Brasil: estelionato ambiental
A chegada do Partido dos Trabalhadores ao poder reforça a convicção de que governar faz mal aos princípios. É até compreensível que o partido tenha se voltado contra parte de sua base num caso como o da reforma da Previdência, que, questões ideológicas à parte, envolve gastos públicos elevados e diz respeito ao equilíbrio do sistema
Mais difícil de entender é a radical mudança de posição da cúpula petista nas questões ambientais. Mesmo que haja implicações econômicas em jogo elas não parecem constituir justificativas plausíveis para que o presidente Luiz Inácio Lula da Silva e os seus principais assessores rasguem as promessas defendidas em campanha eleitoral.
Além de ampliar os riscos de prejuízos ambientais para o país, essa guinada petista acarreta desgastes para o governo. Gera conflitos com alguns de seus quadros, como atesta a insatisfação da ministra do Meio Ambiente, Marina Silva, e o abandono do PT por Fernando Gabeira, e prejudica as relações com entidades e organismos ambientalistas nacionais e internacionais.

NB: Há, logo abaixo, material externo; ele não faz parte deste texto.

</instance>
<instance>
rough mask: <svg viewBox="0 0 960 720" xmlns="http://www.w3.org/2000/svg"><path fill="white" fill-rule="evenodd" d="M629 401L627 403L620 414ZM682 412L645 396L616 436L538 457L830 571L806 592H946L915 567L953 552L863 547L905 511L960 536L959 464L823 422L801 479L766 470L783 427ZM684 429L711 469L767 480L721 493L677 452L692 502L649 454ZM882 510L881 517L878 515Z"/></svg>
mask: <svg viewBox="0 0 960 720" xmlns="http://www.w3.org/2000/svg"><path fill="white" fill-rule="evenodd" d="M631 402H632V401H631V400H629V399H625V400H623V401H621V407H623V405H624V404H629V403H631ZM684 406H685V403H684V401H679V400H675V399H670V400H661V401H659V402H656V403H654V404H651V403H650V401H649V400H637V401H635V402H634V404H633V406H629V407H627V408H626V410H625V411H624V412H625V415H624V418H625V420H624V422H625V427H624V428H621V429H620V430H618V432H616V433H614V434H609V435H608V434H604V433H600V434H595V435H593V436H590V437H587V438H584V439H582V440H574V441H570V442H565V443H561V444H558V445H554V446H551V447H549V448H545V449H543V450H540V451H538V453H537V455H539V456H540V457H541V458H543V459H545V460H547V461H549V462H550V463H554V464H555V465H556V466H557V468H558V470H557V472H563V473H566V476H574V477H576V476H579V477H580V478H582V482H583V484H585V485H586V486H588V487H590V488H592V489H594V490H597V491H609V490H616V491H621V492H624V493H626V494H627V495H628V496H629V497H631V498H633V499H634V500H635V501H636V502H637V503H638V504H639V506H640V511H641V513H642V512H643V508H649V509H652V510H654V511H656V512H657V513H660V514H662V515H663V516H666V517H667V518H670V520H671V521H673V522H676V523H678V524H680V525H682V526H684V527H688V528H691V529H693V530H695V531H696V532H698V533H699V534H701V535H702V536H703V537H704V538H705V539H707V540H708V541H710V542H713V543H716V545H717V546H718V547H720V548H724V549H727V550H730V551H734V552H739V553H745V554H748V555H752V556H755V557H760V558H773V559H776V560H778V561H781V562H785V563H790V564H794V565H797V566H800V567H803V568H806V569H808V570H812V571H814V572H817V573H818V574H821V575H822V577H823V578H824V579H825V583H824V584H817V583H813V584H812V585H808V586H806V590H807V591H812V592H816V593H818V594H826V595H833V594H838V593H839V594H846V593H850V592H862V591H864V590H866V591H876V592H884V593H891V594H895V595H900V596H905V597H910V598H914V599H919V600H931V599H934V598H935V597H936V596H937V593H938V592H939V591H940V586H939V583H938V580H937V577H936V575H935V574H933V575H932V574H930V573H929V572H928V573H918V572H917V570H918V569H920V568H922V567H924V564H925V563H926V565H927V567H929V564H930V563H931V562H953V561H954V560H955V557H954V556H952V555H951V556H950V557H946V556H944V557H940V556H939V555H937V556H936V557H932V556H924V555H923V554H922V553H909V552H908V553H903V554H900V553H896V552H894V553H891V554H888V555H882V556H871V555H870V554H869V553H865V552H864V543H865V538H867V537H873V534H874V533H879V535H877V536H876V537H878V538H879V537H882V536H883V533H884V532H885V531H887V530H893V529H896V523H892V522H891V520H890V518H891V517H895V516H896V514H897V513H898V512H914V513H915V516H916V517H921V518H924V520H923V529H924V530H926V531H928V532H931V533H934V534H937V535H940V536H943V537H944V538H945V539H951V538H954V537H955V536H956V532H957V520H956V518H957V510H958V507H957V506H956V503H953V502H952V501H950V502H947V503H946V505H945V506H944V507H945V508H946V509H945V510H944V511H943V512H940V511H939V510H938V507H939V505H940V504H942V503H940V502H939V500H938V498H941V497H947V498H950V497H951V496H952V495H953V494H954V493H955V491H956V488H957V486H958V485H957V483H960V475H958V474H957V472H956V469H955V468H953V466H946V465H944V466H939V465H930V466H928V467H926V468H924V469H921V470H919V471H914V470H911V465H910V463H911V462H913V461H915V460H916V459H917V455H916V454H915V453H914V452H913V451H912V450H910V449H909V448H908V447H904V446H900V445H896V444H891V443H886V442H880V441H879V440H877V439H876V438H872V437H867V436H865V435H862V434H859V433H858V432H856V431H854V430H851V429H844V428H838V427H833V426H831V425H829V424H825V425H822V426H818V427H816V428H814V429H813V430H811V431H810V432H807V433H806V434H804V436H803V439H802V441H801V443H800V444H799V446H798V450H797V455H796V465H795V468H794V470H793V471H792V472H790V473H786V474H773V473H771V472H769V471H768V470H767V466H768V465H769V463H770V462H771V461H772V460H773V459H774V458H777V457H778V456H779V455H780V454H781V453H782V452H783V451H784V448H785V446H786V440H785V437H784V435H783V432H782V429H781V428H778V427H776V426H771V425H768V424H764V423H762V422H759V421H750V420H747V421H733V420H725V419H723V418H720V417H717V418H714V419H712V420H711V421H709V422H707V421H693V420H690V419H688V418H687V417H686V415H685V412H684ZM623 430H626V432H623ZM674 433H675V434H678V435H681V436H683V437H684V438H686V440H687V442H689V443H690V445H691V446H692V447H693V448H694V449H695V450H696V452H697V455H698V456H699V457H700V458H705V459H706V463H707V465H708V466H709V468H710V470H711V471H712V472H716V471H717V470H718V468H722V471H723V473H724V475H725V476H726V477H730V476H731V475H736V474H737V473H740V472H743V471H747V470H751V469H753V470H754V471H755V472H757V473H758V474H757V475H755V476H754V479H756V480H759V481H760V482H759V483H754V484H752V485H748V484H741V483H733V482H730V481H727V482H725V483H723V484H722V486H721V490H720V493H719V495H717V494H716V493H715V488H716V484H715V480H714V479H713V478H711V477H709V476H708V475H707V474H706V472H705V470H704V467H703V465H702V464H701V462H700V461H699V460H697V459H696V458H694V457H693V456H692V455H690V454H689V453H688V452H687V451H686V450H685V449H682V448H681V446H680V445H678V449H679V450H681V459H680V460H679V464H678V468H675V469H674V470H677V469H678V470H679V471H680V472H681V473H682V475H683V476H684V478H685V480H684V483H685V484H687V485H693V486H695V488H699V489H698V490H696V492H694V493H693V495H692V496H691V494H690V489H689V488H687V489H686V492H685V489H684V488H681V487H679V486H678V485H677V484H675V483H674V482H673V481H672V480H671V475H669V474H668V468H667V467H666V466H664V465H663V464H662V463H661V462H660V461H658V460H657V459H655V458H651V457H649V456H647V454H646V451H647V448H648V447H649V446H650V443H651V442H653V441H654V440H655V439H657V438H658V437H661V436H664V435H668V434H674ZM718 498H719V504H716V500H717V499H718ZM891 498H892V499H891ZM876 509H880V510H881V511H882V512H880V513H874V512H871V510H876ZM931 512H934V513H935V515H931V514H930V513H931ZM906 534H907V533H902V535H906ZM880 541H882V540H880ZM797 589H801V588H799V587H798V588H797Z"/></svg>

A confusa liberação da soja transgênica é apenas o mais rumoroso caso de "esqueçam o que eu dizia" na política ambiental. Há outros, como a permissão para importar pneus usados, o que de certa forma equivale a trazer lixo de outros países, dada a virtual indestrutibilidade da borracha utilizada no produto.
Também causou espécie entre ambientalistas a decisão do governo de rever a política de demarcação de terras indígenas, de modo a reduzir as reservas, e de seguir em frente com o plano de pavimentar e abrir estradas na selva amazônica, como a polêmica BR-163 (Cuiabá-Santarém).
É certo que governar implica ceder e compor. Porém, quando as mudanças ocorrem do dia para a noite, em torno de temas antes tidos como fundamentais, fica a sensação de estelionato eleitoral e oportunismo.